Repubblica Dominicana. Un voto su Haiti

di Francesco Giappichini –

Il 19 maggio si celebreranno, in Repubblica Dominicana, le elezioni presidenziali. A sfidare il capo di stato uscente Luis Abinader, definibile con approssimazione un riformista, sarà essenzialmente l’ex presidente Leonel Fernández: per due volte alla guida della Nazione, l’ultima sino al 2012. Il candidato Abel Martínez Durán, sindaco di Santiago de los caballeros, pare, infatti, in ritardo nei sondaggi. Anzi, secondo l’ultima inchiesta elettorale, Abinader dovrebbe spuntarla al primo turno, forte del 62,4% dei voti. Solo un modesto 22,3% è accreditato invece al leader di Fuerza del pueblo (Fp): una formazione, sulla carta, di sinistra.

E’ tuttavia necessario mettere ordine sui profili ideologici dei candidati, anche per le ripercussioni in politica estera. Abinader, per cominciare, si presenta come un leader di centrosinistra; e tuttavia il Partido Revolucionario moderno (Prm) è piuttosto un partito della Nazione, attento a non scoprirsi a destra. E a sostenere le posizioni più conservatrici, come dimostra la gestione della crisi haitiana. Diverso il percorso di Fernández, vecchia volpe della politica, padre della patria, e un uomo per tutte le stagioni. Dopo aver guidato per anni il Partido de la Liberación dominicana (Pld), che nel bipolarismo locale ha rappresentato le istanze moderate, nel 2019 se ne discosta.

Tra contrasti con gli altri dirigenti e accuse di brogli alle primarie. Fino appunto all’ultimo approdo, quello tra i progressisti. I suoi mandati furono comunque segnati sì da stabilità macroeconomica e grandi infrastrutture, ma anche da scarsa attenzione per sanità e istruzione. Le sfide maggiori, per il vincitore, riguarderanno il rapporto con Haiti: dalle espulsioni su larga scala, stigmatizzate dalle organizzazioni umanitarie e da esponenti della Chiesa cattolica, alla costruzione del controverso muro, presso la frontiera (di quasi 400 chilometri) col turbolento vicino. E intanto Abinader, in clima da campagna elettorale, ha dichiarato che non intende adeguarsi agli inviti a sospendere le espulsioni di massa; una richiesta in tal senso era stata formulata dall’Alto Commissario delle Nazioni unite per i Diritti umani, l’austriaco Volker Türk.

Nell’ultimo anno sarebbero state, infatti, deportate circa 225mila persone, di cui 640 donne incinte.
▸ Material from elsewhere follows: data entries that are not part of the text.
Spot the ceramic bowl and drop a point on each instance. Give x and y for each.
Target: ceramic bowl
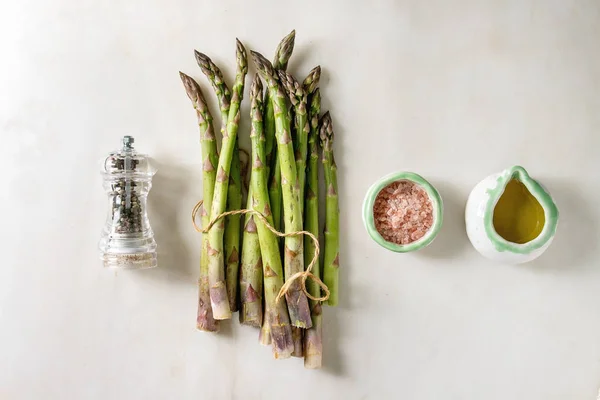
(434, 196)
(516, 229)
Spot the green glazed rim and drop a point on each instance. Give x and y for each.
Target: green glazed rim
(434, 196)
(542, 196)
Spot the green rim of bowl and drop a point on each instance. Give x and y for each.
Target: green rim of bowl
(369, 219)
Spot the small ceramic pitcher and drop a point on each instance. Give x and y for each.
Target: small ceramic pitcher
(510, 217)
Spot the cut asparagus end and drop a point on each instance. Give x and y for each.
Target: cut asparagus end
(313, 341)
(281, 336)
(297, 338)
(264, 337)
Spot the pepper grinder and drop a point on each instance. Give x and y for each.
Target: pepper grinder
(127, 240)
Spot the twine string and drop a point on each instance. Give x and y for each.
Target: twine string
(303, 275)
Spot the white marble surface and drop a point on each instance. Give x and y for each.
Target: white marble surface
(451, 90)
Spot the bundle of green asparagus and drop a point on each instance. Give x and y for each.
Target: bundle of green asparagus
(243, 267)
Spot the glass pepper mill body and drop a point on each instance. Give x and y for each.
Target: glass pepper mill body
(127, 239)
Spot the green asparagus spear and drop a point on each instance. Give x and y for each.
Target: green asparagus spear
(251, 279)
(204, 319)
(232, 231)
(218, 289)
(282, 56)
(332, 243)
(311, 82)
(294, 248)
(234, 192)
(275, 311)
(313, 337)
(298, 97)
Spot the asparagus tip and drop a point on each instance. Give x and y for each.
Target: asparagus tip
(262, 64)
(242, 58)
(284, 50)
(256, 88)
(326, 127)
(295, 91)
(312, 80)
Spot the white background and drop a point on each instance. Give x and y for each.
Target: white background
(452, 90)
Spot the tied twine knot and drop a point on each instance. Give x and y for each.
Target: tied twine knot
(303, 275)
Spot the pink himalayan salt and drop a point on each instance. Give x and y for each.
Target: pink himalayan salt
(403, 212)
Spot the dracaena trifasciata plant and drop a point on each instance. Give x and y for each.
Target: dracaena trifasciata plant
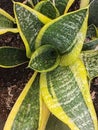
(57, 96)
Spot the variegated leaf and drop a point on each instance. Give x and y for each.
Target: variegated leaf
(62, 5)
(29, 22)
(47, 8)
(44, 59)
(90, 59)
(91, 45)
(66, 93)
(29, 111)
(11, 57)
(6, 22)
(66, 34)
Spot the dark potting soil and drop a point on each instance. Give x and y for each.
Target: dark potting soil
(12, 81)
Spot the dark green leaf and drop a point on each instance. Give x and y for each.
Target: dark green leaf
(11, 57)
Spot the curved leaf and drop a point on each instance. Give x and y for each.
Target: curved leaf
(11, 57)
(47, 8)
(62, 5)
(93, 16)
(6, 22)
(84, 3)
(66, 34)
(44, 59)
(29, 23)
(66, 93)
(55, 124)
(92, 32)
(91, 45)
(90, 59)
(25, 114)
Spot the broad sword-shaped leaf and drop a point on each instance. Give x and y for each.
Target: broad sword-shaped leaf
(84, 3)
(29, 22)
(11, 57)
(55, 124)
(66, 34)
(90, 59)
(44, 59)
(47, 8)
(66, 93)
(91, 45)
(29, 111)
(62, 5)
(6, 22)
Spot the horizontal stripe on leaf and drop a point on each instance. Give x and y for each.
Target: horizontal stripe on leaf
(93, 16)
(48, 9)
(11, 57)
(55, 124)
(90, 59)
(92, 32)
(29, 23)
(66, 93)
(84, 3)
(91, 45)
(25, 113)
(62, 5)
(61, 32)
(44, 59)
(6, 23)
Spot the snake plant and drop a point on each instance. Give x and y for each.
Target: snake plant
(64, 62)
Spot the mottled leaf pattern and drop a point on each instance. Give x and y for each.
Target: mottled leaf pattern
(90, 59)
(29, 23)
(11, 57)
(44, 59)
(66, 93)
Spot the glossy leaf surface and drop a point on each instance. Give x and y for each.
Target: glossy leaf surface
(11, 57)
(44, 59)
(48, 9)
(25, 114)
(29, 23)
(66, 93)
(90, 59)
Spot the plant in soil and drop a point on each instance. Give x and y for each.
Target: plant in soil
(61, 48)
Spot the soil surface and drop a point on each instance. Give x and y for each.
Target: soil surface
(12, 81)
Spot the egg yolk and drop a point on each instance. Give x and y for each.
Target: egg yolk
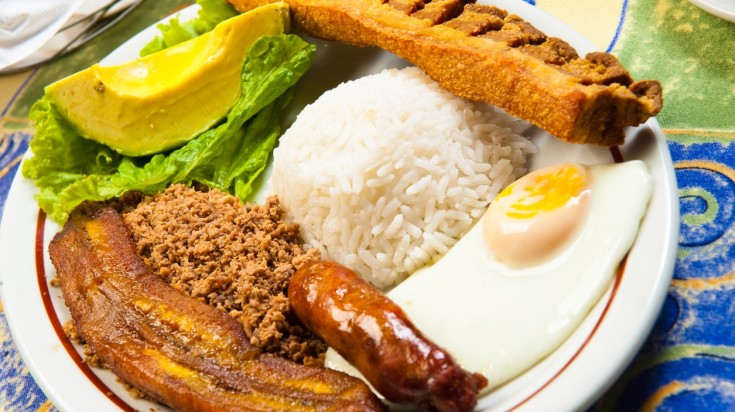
(536, 216)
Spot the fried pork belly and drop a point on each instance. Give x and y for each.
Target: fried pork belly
(481, 52)
(181, 352)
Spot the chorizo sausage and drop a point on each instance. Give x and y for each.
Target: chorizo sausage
(371, 332)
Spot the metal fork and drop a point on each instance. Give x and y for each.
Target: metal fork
(96, 23)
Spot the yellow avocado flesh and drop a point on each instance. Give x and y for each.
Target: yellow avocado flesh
(167, 98)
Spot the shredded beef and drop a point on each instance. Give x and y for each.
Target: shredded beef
(238, 258)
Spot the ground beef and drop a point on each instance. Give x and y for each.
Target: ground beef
(238, 258)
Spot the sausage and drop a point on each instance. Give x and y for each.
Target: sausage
(371, 332)
(176, 349)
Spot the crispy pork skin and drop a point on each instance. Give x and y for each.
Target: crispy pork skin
(481, 52)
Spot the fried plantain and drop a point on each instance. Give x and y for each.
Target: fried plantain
(174, 348)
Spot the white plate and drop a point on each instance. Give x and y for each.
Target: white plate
(570, 378)
(720, 8)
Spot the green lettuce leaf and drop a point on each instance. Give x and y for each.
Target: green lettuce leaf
(69, 169)
(174, 32)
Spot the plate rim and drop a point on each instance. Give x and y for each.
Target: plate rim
(624, 357)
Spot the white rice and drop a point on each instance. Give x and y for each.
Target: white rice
(385, 173)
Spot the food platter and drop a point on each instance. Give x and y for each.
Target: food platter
(571, 377)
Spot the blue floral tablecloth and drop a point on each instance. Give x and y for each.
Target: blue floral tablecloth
(688, 362)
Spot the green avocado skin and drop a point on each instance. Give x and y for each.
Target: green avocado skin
(163, 100)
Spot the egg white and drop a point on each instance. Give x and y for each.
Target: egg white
(500, 321)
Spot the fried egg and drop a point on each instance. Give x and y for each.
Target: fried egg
(524, 278)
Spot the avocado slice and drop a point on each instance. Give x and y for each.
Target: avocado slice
(167, 98)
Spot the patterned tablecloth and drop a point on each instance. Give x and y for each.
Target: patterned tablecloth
(688, 362)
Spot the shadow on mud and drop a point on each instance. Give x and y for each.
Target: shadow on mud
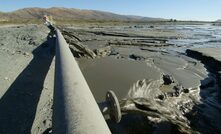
(18, 105)
(205, 117)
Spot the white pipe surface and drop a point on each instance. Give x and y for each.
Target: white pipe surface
(75, 110)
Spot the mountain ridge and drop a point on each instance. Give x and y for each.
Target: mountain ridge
(61, 13)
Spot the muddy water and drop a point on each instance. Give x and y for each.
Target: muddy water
(114, 74)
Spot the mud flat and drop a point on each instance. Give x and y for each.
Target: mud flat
(208, 118)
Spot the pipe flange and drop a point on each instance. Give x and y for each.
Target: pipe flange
(114, 108)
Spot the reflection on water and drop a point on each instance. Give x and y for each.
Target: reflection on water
(114, 74)
(197, 35)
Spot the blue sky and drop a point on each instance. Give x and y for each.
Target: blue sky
(177, 9)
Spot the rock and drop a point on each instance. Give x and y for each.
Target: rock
(6, 78)
(136, 57)
(168, 79)
(186, 90)
(151, 27)
(26, 54)
(113, 52)
(103, 51)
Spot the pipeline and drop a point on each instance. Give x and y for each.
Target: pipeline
(74, 108)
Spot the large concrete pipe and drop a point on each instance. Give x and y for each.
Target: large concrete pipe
(75, 110)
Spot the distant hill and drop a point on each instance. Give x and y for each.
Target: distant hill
(69, 14)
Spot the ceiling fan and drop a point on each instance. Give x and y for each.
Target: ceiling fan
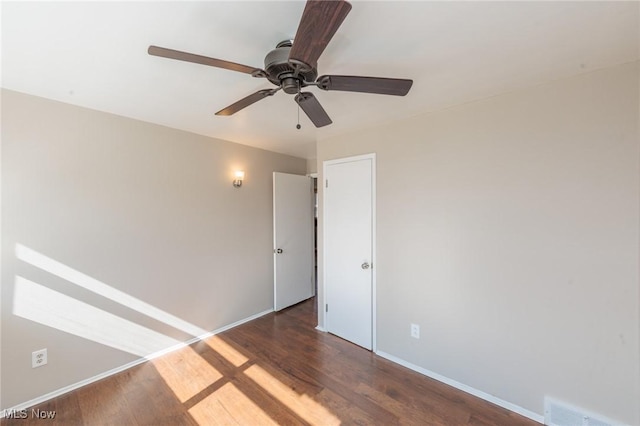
(292, 65)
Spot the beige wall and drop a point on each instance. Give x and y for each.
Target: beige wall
(508, 230)
(141, 211)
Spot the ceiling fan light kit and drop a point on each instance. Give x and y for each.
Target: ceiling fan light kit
(292, 65)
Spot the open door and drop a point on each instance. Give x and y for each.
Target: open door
(292, 239)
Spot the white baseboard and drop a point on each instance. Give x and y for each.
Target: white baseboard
(468, 389)
(116, 370)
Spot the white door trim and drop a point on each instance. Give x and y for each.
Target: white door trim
(374, 262)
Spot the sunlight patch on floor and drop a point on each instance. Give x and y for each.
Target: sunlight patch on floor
(228, 406)
(186, 372)
(302, 405)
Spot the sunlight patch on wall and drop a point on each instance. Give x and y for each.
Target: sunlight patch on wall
(48, 307)
(78, 278)
(302, 405)
(227, 406)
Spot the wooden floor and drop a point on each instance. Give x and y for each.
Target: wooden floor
(274, 370)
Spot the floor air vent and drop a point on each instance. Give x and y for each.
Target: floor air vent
(560, 414)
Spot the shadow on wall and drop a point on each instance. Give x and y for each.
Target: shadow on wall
(205, 386)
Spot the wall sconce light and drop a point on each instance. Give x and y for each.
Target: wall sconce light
(239, 178)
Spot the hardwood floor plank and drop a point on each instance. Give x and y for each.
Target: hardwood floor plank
(276, 369)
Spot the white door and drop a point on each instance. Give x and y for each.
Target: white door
(292, 239)
(348, 248)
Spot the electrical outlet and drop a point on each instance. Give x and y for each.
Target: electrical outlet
(38, 358)
(415, 331)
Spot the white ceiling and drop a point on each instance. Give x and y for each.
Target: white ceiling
(93, 54)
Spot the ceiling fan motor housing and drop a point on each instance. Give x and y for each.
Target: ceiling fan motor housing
(282, 74)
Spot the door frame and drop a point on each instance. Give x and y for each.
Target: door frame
(275, 233)
(374, 263)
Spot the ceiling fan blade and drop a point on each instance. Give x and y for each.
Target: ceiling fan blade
(320, 21)
(245, 102)
(313, 109)
(204, 60)
(379, 85)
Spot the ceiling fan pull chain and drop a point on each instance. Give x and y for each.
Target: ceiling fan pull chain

Il presidente ripete che il Paese continuerà ad applicare le proprie leggi e la sua Costituzione, ribadisce che da tre anni sta mettendo in guardia sul «caos» haitiano, e che non si può pretendere che la Repubblica possa risolvere da sola la situazione. Esclude quindi che il territorio nazionale possa ospitare un immenso campo profughi, che dovrebbe accogliere i circa 350mila sfollati haitiani. Eventualmente, suggerisce, dovrebbero essere prese in considerazione l’isola della Tortuga, e l’Ile de la Gonâve, in territorio haitiano. Per il leader dominicano siamo innanzi a una questione di sicurezza, e al contempo di sovranità, mentre si bollano come ridicole le accuse di apartheid e razzismo. Vanno letti in questa direzione anche gli sforzi per completare il muro alla frontiera, visto con favore anche da Fernández, che richiederà un investimento di 120 milioni di dollari. E’ in costruzione un primo tratto (in parte in cemento, in parte in recinzione metallica) della lunghezza di 48 chilometri, per un’altezza di 3,6 metri. Sarà poi innalzato un secondo pezzo, di oltre cento chilometri. Sono previste torri di sorveglianza, telecamere solari e l’impiego di militari dotati di droni.